What I expected but didn't find: Tillipman's proposed alternative governance mechanisms. The article identifies the problem clearly but the search summary doesn't include her proposed solutions (if any). The "too narrow, too contingent, too fragile" critique needs to be read in full to understand what she proposes as alternative.

KB connections:

Extraction hints:

  • Primary extract: "Regulation by contract is structurally insufficient for military AI governance because procurement instruments were designed for acquisition questions (cost, delivery, specification), not constitutional questions about surveillance, targeting, and accountability — making any vendor-specific bilateral agreement too narrow, too contingent, and too fragile to provide the democratic accountability that military AI governance requires." Confidence: likely (well-argued structural claim with legal expertise; aligns with empirical evidence). Domain: grand-strategy.
  • This is a STANDALONE claim (new mechanism — mismatch between procurement instrument and governance task), not an enrichment of existing claims.
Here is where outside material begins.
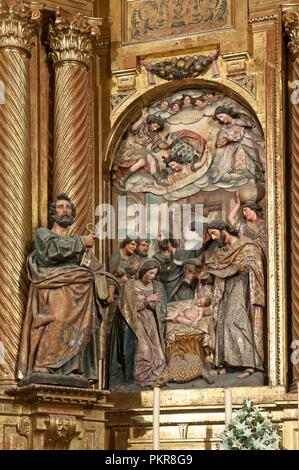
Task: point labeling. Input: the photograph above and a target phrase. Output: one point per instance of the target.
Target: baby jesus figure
(191, 315)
The existing claims document that governance fails; this claim explains WHY the chosen instrument fails structurally.
  • Secondary connection: enrichment of "mandatory legislative governance closes gap while voluntary widens it" — Tillipman provides the mechanism explanation for why voluntary/contractual governance always widens the gap in domains requiring constitutional deliberation.
  • Note for extractor: read the full article to understand whether Tillipman proposes legislative alternatives. If so, those proposals could ground a separate claim about what WOULD work.

Context: Published March 10, 2026 — after Anthropic's supply chain designation (February) but before Google's deal signing (April). Tillipman was analyzing the structural problem while the Google negotiation was ongoing. The Google deal outcome confirms her analysis: the "regulation by contract" approach produced advisory language with government-adjustable safety settings — exactly the fragile, contingent outcome she predicted.

Curator Notes

PRIMARY CONNECTION: mandatory-legislative-governance-closes-technology-coordination-gap-while-voluntary-governance-widens-it

WHY ARCHIVED: Academic structural analysis explaining why the "regulation by contract" approach fails for military AI governance — provides legal/academic grounding for claims the KB makes empirically. Key source for a standalone claim about the procurement-governance mismatch as a structural mechanism distinct from the enabling conditions framework.

EXTRACTION HINT: Extract as standalone claim (new mechanism: procurement-governance mismatch), not enrichment. The claim should capture: (1) what procurement is designed for; (2) what military AI governance requires; (3) why the mismatch is structural. The Hegseth mandate provides the empirical confirmation that the mismatch is being made worse, not better.